Faremmo volentieri a meno anche di quelle con il solo pensiero che far vedere il culo lo si possa definire un lavoro

Da Iomemestessa

Sempre a proposito di casi umani in luogo di mare. Scopro, chiacchierando coi locali, di una specie antropomorfa parecchio attiva da giugno a settembre sulle coste sarde, con particolar predilezione per quelle di nord est.

Salgono e scendono dalle barche (non certo dei gozzi) alla fonda nei porti. Sempre con bagaglio al seguito. Da lì la definizione dei locali di ragazze trolley.

Sono belle, molto belle. Quasi tutte italiche, anche se non mancano tocchi esotici.

Sono escort? Formalmente, non saprei. Comunque, qualcosa che molto vi si avvicina.

Il loro destino? Riuscire prima o poi a convincere uno dei ricchi convenuti a farle diventare la moglie numero due, tre o quattro, divenendo un’affascinante badante per un signore in là con gli anni. O finendo a fare la mantenuta del suddetto signore, che non ci pensa nemmeno, per calcolo, opportunità o mero buon senso, a disfarsi della consorte di una vita. ma che pur tuttavia non riesce a non cedere al fascino di giovinezza e bellezza. Qualcuna, invece, finirà a fare la escort a tutto tondo, e arrivederci ragazzi.

Le meno furbe, le meno dotate, in qualche rehab a disintossicarsi dal troppo alcol e dalla troppa coca.

Sono interessanti queste ragazze, se eviti di giudicarle. Parlano almeno un paio di lingue a testa. qualcuna, di più.

Certune sono colte. Colte veramente, intendo, mica quelle culture posticce che gratti con l’unghia e vien via la vernice.

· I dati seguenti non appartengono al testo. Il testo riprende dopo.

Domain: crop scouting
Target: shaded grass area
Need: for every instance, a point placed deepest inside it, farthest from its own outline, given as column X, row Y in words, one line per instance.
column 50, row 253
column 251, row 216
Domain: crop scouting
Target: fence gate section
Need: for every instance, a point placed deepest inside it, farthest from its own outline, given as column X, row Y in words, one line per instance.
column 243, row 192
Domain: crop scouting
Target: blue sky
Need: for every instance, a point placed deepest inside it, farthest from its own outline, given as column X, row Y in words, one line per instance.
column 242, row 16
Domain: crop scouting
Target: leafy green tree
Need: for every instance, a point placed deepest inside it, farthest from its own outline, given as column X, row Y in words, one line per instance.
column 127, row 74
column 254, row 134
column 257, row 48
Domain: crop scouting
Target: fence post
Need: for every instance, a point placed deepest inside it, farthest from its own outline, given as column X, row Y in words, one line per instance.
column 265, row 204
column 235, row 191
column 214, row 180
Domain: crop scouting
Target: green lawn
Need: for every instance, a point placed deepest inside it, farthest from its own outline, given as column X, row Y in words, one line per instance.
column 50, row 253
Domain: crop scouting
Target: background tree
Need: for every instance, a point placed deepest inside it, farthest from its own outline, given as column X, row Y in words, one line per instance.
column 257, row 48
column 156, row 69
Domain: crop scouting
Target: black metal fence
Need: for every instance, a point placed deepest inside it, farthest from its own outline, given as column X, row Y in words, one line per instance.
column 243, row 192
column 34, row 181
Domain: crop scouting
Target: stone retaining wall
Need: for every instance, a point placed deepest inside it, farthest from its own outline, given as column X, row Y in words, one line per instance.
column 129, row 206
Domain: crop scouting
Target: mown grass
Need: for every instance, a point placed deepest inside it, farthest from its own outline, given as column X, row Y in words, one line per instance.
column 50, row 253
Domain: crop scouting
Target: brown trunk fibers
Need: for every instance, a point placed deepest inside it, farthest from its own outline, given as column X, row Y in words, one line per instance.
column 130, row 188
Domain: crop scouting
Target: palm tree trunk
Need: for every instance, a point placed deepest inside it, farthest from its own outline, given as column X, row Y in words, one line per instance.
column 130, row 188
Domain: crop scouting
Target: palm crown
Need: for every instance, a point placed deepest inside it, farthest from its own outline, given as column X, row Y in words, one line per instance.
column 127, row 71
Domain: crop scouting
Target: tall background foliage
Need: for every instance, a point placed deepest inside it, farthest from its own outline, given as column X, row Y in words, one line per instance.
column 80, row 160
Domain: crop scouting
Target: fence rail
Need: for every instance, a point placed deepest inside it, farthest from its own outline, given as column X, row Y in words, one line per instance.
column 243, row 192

Eppure. Eppure fanno una vita che molti considerano esecrabile. E che nessuna di noi considererebbe una potenziale carriera per le proprie figlie. Come sintetizzava un pescatore del posto. Alla fine son puttane. di lusso, ma pur sempre puttane. Eh.

Quel che turba è che non stiamo parlando di ragazze prive di risorse. Non sono le ragazzine, le giovani donne o anche le donne più mature scaricate dal racket ogni sera sulla statale.

Scelgono liberamente, e coscientemente, il proprio destino. Anche se avrebbero potuto avere tutto. Anche se, con quei visi, con quei fisici. con quelle lingue parlate disinvoltamente, non avrebbero avuto difficoltà a trovarsi un lavoro serio. Anche ben retribuito. Senz’altro stabile. Ci sono negozi, nei quadrilateri della moda di tutt’Italia che per ragazze così farebbero carte false, e, tra fissi e provvigioni sulle vendite, guadagnerebbero come un buon quadro aziendale.

Ma non potrebbero, ça va sans dire, raggiungere quel lusso cui anelano ed aspirano. Quel lusso che ti consente di sfoggiare borse che, da sole, valgono come il PIL di un medio paese africano.

E l’unico modo per raggiungere quello status, è nascerci, avere un’eccelleneza tale nel modo del lavoro da arrivarci (ma è roba per pochi) oppure agganciare qualcuno che già ci si trova dentro, se per merito o per botta di culo, non sta a me stabilirlo.

Non c’è giudizio morale da parte mia, in tutto questo. Parliamo di gente che vende qualcosa di proprio, mica qualcosa di mio, e che non mi sottrae, francamente, nulla.

Purtuttavia mi pare che esprima un interessante punto di vista sulla deriva di un Paese che è in crisi per ragioni che sono anche economiche, ma che partono da una società disgregata e priva di motivazioni, siano esse laiche o religiose.

E credo sia giunto il momento di smettere di accusare questa imbelle classe politica per osservare cosa siamo diventati. A guardarci dentro, il futuro appare ancora più fosco.